Protecting your company requires top-down awareness and constant communication in both directions, as Microsoft discovered. The OFAC determined that one reason for Microsoft’s violations was lack of corporate contact with the overseas subsidiaries, especially Microsoft Rus LLC. The OFAC has outlined five components companies should follow to avoid making the same mistake.
- Management support. This includes all senior managers, including executives and the board of directors. Upper management must empower middle and lower management to report any issues and ensure clear lines of communication.
- Resources must be provided to ensure those tasked with compliance can do their job effectively.
- Upper management must create a corporate culture of compliance, following up on misconduct and encouraging creative solutions
- Creation of Internal Controls. Management and staff need to work together to define expectations, create procedures, and ensure everyone understands the process for OFAC compliance. Internal controls may include:
- Identifying the company’s primary business and functions to narrow sanction search protocols
- Devising policies and procedures that identify and flag prohibited transactions or activities
- Regularly scheduled internal audits to reinforce best practices and strengthen weak points (lack of routine audits was highlighted as one of Microsoft’s failings)
- Development of automated systems to reduce the human error factor in testing
- Risk Assessment. A thorough risk assessment should examine the company to determine where it is most likely to violate sanctions and how the risks can be addressed.
- Risks may exist in the supply chain, within corporate interactions, or in host nations. A risk assessment should analyze whether the risk is direct (contact with a blocked entity or individual) or indirect (contact with an entity which has connections with a blocked entity) and how that must be handled.
- The risk assessment can inform management where and how due diligence must be carried out during subsequent transactions.

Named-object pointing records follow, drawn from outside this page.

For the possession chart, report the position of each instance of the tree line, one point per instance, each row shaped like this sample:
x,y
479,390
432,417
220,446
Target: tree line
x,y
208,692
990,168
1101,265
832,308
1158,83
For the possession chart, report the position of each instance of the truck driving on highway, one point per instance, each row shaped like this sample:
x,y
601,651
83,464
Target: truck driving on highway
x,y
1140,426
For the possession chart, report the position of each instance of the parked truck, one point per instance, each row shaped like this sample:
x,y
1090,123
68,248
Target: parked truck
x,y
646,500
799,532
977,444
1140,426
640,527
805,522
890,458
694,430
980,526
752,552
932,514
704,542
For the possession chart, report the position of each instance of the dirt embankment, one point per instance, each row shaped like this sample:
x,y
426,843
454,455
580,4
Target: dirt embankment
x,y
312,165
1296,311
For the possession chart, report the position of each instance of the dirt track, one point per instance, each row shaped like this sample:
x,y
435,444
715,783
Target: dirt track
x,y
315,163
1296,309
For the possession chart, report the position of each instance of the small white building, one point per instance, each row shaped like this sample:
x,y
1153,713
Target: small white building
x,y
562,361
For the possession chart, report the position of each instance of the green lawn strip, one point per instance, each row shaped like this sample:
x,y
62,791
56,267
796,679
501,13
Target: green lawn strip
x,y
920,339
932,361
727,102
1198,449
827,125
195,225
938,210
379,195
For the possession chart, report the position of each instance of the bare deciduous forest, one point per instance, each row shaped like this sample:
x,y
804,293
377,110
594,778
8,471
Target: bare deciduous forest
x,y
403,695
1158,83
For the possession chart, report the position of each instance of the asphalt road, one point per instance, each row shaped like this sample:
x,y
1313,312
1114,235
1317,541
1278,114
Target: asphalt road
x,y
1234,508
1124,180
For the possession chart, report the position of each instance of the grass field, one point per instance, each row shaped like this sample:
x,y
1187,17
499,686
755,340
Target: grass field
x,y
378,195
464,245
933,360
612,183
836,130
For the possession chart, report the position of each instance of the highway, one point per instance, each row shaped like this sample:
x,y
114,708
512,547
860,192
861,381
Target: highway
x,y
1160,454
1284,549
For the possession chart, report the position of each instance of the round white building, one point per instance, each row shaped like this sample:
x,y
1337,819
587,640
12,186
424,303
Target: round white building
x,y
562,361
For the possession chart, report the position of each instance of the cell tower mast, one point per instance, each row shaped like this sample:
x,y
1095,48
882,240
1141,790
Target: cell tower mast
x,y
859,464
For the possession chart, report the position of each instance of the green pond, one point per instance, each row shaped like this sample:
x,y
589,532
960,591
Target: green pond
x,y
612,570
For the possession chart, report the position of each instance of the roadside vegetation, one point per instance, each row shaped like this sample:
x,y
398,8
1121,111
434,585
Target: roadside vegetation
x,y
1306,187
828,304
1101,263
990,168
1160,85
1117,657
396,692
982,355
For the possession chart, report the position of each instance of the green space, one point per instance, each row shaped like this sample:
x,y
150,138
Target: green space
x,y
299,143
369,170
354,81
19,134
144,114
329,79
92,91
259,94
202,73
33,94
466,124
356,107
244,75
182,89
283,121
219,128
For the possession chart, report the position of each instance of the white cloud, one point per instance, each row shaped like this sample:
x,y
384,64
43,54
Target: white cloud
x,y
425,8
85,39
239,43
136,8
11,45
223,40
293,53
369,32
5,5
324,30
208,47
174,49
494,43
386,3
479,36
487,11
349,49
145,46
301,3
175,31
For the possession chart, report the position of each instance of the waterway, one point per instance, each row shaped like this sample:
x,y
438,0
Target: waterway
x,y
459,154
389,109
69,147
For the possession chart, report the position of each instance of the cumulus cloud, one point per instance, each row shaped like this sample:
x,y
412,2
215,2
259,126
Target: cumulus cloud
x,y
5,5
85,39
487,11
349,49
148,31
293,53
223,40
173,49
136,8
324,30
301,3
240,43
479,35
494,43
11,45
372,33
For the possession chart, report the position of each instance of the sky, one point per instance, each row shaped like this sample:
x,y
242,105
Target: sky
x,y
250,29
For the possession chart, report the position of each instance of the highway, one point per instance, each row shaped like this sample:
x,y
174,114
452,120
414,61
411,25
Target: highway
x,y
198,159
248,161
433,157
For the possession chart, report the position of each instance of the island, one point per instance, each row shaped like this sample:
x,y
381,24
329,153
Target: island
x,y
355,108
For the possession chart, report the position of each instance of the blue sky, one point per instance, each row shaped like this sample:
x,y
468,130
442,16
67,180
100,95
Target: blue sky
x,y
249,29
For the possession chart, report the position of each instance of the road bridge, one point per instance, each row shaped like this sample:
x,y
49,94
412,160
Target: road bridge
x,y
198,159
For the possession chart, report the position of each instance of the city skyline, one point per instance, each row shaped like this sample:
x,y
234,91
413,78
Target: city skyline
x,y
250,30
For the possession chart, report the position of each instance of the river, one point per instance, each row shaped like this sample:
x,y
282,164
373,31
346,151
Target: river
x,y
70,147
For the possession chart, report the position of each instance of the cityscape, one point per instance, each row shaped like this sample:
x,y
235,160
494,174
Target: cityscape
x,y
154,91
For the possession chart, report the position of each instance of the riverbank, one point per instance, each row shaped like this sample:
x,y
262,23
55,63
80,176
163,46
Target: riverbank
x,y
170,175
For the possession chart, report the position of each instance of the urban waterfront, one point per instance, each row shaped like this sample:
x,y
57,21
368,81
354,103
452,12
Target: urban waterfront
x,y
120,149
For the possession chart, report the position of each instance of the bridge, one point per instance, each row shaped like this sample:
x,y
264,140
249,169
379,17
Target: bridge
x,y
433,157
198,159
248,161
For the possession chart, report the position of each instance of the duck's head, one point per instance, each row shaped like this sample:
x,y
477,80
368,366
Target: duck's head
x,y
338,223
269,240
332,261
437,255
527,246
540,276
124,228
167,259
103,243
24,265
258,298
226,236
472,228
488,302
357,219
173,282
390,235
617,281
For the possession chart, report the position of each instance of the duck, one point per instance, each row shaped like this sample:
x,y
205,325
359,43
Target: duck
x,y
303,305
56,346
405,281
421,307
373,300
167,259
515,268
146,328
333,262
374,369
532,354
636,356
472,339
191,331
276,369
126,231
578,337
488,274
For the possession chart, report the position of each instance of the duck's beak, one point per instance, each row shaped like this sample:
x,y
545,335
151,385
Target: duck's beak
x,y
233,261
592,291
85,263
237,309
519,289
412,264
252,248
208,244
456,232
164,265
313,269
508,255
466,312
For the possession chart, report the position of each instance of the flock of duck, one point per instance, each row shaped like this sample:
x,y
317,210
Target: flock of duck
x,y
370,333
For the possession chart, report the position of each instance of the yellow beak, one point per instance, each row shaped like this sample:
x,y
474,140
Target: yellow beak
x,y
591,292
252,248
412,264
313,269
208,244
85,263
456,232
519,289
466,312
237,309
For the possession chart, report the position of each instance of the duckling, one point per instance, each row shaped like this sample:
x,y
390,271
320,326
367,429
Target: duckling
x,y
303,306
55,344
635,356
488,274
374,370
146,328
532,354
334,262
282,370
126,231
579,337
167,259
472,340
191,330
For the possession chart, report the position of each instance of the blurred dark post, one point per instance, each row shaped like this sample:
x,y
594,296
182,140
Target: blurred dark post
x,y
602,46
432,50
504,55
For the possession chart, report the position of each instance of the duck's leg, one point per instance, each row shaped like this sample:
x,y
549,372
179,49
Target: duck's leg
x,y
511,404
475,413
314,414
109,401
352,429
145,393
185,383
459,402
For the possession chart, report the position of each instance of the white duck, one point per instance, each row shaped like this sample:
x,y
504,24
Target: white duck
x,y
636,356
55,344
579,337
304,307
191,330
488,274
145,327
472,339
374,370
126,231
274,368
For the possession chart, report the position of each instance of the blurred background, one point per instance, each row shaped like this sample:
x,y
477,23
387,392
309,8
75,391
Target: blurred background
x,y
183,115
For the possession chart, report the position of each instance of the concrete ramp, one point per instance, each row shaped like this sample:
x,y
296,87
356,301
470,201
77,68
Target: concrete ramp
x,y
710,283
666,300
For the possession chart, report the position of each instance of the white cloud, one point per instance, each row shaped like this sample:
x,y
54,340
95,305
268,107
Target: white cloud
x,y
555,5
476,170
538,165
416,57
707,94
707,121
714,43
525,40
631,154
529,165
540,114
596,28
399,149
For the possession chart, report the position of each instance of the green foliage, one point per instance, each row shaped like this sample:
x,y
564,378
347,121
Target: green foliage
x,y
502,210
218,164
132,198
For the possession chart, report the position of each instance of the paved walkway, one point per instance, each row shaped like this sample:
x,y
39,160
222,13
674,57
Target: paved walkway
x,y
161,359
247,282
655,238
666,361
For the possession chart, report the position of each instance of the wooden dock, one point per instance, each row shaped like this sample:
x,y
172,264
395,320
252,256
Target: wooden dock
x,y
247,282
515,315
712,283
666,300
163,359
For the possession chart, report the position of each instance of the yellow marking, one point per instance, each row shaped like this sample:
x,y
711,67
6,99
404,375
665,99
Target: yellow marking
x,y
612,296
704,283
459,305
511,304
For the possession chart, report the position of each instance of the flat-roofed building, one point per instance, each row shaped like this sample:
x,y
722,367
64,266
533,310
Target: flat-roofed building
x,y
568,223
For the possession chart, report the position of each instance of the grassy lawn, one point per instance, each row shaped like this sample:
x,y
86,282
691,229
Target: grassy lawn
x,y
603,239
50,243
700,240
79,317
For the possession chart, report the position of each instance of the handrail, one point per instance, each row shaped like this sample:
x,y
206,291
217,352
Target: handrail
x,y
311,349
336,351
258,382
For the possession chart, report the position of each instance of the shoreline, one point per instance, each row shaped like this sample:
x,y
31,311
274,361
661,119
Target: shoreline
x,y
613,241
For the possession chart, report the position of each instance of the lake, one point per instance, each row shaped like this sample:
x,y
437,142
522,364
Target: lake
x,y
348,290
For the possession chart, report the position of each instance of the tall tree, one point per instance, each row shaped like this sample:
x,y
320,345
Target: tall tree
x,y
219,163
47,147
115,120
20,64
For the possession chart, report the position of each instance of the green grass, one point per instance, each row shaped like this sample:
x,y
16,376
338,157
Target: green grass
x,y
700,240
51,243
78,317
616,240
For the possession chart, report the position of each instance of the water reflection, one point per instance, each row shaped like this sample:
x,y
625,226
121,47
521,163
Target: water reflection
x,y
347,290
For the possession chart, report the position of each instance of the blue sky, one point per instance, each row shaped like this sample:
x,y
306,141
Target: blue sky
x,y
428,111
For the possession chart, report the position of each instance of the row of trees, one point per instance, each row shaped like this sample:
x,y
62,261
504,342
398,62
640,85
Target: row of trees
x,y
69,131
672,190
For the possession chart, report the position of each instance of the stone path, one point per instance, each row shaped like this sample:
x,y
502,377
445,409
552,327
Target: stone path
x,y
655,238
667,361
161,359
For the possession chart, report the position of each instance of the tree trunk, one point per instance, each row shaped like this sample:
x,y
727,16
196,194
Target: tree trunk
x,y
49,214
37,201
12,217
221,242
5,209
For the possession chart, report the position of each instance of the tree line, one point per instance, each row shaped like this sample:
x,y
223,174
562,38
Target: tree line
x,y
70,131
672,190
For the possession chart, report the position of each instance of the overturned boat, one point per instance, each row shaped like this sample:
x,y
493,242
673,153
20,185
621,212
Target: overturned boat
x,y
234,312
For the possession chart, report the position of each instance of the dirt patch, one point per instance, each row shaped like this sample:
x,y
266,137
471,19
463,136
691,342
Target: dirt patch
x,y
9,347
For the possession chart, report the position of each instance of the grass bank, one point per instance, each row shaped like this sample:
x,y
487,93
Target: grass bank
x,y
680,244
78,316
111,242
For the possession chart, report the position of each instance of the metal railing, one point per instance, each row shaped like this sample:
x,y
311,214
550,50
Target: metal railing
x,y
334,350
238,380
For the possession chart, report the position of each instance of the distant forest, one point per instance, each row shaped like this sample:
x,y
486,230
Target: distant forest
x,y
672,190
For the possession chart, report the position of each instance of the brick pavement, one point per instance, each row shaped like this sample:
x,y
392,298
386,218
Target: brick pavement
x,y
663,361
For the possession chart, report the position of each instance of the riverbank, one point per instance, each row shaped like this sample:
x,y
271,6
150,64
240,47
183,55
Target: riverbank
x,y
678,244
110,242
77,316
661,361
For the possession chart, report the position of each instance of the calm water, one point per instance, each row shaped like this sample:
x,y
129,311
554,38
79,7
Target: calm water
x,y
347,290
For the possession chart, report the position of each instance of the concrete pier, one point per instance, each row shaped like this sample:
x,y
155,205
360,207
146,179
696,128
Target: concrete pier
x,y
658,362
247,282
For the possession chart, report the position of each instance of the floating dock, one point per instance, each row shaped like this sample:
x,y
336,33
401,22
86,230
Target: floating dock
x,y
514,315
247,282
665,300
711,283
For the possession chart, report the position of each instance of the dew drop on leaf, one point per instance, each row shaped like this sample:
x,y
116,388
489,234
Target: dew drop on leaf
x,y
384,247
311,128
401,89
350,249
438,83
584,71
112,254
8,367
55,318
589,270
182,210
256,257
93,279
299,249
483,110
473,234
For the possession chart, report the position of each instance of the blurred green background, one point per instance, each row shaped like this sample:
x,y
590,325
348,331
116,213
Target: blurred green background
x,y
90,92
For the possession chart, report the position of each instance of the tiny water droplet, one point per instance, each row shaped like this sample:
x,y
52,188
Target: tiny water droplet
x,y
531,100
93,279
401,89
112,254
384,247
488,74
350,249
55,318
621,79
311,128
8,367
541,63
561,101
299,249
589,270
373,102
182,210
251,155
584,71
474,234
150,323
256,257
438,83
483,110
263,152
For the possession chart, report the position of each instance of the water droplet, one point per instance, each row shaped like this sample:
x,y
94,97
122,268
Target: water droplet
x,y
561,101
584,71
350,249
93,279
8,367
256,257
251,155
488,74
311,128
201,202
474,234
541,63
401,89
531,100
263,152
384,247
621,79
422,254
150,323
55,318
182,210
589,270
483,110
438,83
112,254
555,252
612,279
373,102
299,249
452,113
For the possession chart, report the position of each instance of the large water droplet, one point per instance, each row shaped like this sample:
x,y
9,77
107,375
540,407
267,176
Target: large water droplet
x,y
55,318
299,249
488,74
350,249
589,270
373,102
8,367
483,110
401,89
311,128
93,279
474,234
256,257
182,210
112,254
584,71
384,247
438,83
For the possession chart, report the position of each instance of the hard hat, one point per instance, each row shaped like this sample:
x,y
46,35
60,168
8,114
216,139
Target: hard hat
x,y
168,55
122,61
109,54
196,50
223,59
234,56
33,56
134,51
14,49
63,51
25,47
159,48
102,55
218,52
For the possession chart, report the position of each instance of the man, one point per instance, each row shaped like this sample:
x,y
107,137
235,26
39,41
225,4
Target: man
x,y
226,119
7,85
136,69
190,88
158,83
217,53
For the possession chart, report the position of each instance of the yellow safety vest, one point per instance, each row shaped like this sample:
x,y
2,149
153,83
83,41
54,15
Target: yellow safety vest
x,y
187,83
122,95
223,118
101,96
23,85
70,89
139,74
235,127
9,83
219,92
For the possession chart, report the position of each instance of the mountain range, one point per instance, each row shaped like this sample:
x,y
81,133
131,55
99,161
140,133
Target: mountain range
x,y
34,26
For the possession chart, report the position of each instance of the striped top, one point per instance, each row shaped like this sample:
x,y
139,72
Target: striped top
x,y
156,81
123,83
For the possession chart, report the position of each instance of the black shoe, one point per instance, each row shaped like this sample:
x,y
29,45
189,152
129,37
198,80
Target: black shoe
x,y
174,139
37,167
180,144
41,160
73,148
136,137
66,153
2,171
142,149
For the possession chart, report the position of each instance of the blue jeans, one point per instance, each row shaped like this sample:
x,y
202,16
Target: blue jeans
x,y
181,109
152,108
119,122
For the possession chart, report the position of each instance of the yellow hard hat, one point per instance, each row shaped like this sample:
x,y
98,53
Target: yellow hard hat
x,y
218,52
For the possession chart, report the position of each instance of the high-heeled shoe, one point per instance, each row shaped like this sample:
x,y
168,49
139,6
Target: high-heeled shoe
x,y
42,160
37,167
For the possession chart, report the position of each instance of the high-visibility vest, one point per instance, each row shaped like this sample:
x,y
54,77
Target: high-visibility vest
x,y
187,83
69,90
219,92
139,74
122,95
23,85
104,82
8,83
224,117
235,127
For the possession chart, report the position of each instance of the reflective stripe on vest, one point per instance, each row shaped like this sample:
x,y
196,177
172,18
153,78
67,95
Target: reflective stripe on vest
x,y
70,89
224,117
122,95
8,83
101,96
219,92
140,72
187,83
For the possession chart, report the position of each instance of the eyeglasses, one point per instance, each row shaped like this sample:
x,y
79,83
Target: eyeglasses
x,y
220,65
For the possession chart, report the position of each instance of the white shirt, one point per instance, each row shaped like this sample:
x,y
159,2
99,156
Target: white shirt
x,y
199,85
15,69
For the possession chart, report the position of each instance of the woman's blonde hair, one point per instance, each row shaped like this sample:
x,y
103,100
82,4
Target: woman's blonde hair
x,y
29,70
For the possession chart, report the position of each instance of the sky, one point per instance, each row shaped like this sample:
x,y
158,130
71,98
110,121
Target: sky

- Testing and auditing. Following a risk assessment, testing should be carried out to assess whether the risks have been addressed or if they still exist. End-to-end tests should be carried out periodically to ensure the system remains free of errors.
- Audits are best carried out by an outside agency so that the results can be analyzed independently of the company’s own testers. Weaknesses and negative results should be reported at once to upper management for implementation of corrective measures
- Both tests and audits should be conducted regularly, and repeated any time there is a major change within the company.
- Training is essential for all employees who have any accountability for OFAC compliance. Not all personnel in a company will be required to monitor compliance, but those who are should have:
- Job-specific knowledge of OFAC sanctions and what to be aware of in their position
- Knowledge of who direct report is and how to report sanctions violations
- Understanding of the potential risks of violation and awareness of the reasons for the sanctions
- Access to resources for additional information about OFAC sanctions and reporting practices
The OFAC found that some common reasons for lack of compliance in businesses include:
- Lack of a formal compliance plan
- Failure of employees to understand the OFAC regulations
- Breakdown in communications with non-U.S. workers
- Insufficient or decentralized application of compliance functions
These were all strongly implicated in the Microsoft case. By learning from their errors, businesses can avoid making costly mistakes and avoid exposing themselves to compliance violations.